Dangling the election date is puckery just for the party faithful who hold election day as sacrosanct as The Judgement. Why can't we just set it and forget it when it comes to election day? Just pick a date, and every five years we go to the polls. The Electoral Office of Jamaica would be able to plan properly, and the PM would have one fewer thing to worry (and brag) about.
Next, they'll bring the puckery to me - the undecided. One friend revealed that for the first time in four years, last week they got a newsletter from their member of parliament. I've seen high-gloss, multi-page manifestos with recycled promises that will never be fulfilled. But I get it: Kissing up to the voting public is all part of the campaign puckery. Make them believe. The better orator may win.
An imperative question
The political machinery is being cranked up, and "What have you done for me lately?" is the question every politician and political hopeful is scurrying to answer. And they should answer it.
It irks me when I hear people talk about "my family is PNP" or "mi a born JLP". Tell me how that has worked out for you. The same party - in many cases, the same person - has been in control of your community for decades. How have they made it better?

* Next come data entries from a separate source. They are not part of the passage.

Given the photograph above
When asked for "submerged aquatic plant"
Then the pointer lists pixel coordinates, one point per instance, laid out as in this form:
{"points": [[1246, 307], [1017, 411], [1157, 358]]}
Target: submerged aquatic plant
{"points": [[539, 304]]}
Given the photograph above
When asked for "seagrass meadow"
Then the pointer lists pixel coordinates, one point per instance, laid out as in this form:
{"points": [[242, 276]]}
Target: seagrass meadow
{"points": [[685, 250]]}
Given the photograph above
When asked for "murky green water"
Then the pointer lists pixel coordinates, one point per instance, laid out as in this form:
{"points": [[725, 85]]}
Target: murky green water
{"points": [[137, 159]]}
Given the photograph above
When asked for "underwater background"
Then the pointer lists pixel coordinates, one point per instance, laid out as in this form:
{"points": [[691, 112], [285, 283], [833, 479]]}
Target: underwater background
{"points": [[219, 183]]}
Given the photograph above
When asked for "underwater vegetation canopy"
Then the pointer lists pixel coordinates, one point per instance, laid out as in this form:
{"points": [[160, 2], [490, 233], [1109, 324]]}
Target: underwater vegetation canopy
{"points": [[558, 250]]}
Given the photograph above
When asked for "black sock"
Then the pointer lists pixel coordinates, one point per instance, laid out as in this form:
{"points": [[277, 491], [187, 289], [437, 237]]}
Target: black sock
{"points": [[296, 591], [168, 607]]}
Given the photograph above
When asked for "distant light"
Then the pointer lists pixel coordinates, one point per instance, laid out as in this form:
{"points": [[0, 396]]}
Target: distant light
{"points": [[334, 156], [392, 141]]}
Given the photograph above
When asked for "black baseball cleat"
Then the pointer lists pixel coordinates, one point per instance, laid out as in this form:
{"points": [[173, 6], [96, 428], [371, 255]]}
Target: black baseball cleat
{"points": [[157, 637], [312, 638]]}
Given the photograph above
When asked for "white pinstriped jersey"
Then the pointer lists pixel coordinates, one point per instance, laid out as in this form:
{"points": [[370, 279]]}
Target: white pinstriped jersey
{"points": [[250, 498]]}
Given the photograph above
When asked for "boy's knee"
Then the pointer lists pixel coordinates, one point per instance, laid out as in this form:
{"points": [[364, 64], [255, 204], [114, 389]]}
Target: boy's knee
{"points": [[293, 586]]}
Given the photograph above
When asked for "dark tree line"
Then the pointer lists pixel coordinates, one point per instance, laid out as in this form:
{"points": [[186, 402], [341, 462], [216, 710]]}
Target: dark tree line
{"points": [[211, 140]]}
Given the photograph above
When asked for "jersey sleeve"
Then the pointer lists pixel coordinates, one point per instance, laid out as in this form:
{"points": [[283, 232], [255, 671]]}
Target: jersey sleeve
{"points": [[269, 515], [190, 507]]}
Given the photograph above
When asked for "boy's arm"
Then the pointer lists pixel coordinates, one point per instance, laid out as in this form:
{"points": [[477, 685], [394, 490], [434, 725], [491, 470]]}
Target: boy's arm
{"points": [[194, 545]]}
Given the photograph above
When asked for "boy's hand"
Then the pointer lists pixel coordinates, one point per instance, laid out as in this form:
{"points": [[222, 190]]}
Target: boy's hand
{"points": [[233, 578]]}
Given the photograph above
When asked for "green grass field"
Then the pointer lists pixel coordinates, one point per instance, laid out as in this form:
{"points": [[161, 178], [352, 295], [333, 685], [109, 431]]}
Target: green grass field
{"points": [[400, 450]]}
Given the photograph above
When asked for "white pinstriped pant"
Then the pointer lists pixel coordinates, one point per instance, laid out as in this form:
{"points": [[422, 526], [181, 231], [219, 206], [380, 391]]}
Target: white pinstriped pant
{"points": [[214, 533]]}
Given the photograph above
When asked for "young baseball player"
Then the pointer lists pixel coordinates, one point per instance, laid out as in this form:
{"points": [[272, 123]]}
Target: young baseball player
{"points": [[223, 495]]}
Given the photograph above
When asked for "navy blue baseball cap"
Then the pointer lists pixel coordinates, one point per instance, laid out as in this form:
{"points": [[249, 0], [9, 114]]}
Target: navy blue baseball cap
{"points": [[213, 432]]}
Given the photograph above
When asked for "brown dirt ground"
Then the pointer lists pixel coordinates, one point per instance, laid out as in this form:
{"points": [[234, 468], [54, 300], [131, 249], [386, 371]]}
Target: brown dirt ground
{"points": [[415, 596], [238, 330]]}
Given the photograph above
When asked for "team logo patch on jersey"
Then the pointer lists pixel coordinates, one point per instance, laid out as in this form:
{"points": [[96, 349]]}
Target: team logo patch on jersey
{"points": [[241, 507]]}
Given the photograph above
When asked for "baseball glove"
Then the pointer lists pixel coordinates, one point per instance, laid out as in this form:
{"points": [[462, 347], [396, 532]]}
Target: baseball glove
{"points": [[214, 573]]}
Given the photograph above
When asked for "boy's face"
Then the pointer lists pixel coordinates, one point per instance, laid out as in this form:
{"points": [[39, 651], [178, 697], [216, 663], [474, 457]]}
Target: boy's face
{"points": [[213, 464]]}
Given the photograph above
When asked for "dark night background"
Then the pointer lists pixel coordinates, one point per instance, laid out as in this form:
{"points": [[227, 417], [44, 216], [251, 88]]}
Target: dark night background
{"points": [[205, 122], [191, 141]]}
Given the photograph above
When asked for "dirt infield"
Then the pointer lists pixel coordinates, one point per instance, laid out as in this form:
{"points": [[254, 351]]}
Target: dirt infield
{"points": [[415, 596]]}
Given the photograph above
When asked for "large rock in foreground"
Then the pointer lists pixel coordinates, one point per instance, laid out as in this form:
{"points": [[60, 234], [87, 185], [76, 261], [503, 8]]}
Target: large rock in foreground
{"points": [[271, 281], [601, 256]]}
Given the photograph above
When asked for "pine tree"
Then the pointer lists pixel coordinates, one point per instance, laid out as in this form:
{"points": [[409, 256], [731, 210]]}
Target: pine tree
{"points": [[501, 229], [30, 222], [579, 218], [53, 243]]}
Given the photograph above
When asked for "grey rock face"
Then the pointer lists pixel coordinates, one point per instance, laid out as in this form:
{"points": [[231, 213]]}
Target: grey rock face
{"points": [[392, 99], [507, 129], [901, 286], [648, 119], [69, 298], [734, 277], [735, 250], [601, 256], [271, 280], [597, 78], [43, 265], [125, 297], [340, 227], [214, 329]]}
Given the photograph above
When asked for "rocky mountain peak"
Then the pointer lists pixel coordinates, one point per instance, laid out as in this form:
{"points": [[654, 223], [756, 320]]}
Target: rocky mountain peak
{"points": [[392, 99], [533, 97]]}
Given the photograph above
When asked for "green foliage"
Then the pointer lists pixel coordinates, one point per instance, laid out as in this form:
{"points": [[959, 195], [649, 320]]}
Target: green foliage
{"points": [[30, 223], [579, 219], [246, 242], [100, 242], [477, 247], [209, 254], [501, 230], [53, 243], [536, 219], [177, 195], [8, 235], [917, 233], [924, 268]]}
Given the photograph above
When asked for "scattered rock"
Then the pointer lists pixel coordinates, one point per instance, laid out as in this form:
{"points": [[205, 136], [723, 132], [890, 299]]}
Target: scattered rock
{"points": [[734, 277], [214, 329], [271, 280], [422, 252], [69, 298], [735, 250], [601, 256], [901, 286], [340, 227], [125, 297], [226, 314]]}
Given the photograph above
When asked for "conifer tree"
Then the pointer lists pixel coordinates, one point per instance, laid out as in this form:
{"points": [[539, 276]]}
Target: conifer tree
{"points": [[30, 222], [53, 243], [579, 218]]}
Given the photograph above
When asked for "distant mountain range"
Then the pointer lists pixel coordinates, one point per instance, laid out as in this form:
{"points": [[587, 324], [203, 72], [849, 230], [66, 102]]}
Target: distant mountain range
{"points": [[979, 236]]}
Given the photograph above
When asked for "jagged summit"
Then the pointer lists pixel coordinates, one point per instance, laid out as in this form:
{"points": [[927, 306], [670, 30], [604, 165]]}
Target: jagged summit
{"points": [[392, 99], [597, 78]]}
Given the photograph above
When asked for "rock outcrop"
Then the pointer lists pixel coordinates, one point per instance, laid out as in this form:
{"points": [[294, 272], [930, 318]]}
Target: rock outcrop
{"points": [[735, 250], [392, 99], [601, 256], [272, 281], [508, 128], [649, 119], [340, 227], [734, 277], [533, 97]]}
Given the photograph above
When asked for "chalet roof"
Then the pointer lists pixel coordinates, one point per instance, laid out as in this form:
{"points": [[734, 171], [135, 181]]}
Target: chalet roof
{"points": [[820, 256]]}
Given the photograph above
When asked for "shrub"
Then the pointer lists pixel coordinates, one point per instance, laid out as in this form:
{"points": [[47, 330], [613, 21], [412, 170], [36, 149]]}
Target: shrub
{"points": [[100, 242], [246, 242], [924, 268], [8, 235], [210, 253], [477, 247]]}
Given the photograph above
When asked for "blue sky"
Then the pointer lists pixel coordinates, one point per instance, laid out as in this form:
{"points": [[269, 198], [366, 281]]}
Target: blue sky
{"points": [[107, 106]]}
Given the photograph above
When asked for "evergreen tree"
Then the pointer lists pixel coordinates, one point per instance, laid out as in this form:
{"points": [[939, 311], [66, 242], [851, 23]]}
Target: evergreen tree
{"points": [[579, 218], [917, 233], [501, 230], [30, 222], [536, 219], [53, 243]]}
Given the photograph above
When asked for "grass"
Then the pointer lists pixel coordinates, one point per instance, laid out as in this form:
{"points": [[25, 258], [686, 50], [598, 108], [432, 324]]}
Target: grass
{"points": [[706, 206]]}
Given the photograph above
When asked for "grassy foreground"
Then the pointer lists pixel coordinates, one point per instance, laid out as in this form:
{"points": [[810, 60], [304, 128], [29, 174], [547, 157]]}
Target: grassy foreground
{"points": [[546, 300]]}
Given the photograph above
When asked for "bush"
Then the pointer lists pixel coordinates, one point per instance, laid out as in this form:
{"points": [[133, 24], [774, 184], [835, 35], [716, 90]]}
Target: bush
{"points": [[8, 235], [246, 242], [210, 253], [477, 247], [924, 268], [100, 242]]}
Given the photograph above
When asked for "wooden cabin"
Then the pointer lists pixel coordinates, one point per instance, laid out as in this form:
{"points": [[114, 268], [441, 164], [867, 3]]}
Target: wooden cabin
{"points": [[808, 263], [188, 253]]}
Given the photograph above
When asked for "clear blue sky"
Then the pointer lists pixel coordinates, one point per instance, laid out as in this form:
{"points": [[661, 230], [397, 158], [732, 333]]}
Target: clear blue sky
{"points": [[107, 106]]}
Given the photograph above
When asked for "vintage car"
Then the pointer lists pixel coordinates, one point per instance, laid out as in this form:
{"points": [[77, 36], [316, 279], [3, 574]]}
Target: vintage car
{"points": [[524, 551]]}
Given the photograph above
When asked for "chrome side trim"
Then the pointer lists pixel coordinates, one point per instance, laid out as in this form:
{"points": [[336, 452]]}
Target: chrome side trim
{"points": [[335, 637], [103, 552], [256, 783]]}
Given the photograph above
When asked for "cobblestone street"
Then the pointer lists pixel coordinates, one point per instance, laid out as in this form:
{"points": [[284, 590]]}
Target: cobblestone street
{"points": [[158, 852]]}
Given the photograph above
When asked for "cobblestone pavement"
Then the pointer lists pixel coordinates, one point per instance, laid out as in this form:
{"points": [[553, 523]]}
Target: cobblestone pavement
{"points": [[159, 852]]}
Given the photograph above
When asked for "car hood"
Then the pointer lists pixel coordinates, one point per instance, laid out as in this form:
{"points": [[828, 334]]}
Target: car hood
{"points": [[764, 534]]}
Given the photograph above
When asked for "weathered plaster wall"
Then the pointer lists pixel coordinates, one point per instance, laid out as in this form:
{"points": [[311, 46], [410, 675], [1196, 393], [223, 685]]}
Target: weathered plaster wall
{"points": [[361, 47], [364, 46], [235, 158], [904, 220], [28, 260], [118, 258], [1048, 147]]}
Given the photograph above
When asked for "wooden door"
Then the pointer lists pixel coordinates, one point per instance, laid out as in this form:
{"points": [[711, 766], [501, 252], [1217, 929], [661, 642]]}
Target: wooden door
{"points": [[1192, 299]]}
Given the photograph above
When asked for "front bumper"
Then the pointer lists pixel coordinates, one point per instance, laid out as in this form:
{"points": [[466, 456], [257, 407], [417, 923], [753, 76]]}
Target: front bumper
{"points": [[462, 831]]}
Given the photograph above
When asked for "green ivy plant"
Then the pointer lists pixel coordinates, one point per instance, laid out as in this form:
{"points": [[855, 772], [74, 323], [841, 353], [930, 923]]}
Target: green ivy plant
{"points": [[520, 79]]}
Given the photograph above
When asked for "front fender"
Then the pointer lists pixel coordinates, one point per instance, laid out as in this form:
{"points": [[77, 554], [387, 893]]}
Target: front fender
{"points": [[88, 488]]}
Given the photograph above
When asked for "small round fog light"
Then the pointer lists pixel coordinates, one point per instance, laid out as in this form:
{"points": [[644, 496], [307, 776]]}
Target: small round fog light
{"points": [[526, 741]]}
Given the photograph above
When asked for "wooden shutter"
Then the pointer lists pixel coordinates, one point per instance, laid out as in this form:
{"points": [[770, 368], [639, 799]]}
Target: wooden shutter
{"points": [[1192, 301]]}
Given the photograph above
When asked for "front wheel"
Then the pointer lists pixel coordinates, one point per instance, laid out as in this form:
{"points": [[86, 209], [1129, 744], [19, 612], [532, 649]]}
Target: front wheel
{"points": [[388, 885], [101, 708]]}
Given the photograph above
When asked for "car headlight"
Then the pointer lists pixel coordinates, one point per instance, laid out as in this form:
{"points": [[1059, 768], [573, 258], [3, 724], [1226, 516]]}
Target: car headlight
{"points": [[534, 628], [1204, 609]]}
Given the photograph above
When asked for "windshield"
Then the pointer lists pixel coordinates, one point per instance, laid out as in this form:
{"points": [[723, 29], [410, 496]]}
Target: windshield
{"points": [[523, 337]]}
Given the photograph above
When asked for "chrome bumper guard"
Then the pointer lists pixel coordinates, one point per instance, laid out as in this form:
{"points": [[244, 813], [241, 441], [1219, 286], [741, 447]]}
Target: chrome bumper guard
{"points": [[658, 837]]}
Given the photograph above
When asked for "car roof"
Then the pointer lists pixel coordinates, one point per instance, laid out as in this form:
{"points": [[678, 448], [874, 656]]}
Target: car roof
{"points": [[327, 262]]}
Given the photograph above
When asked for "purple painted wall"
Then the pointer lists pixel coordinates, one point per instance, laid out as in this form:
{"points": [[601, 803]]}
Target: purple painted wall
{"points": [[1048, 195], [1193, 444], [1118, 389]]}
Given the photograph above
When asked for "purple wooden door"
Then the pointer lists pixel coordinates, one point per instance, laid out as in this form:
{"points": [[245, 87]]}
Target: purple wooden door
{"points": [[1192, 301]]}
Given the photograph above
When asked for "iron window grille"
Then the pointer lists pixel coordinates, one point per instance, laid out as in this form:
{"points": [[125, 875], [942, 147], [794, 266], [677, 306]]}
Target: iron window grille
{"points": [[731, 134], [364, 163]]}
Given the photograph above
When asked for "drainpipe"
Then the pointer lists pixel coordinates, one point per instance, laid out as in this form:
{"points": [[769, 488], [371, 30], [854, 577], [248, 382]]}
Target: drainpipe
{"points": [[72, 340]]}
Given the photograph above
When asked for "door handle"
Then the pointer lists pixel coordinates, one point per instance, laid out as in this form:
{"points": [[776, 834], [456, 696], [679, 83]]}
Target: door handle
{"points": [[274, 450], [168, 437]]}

As you go to the polls, I ask that you consider what your representatives have done to make the lives of their constituents better. And not marginally better. How many have made meaningful changes that can resonate with generations to come?
If you can't run your constituency, you can't run my country, especially if you've had the seat for multiple terms.
In the midst of the silly puckery, get enumerated, folks. You have until September 30 to ensure you get on the voters' list. I'm immune to puckery, and I refuse to have curry goat-gobbling T-shirt lovers pick my government for me.
A word to the wise: With all the consultants on the books for both political parties, I would think it crucial that both seek out the services of a local 'Olivia Pope', especially now. Invariably, in the run-up to general elections, politicians say and do unbecoming things. And most aren't nimble enough to spin the story in their favour. Do yourselves a favour. Hire a professional.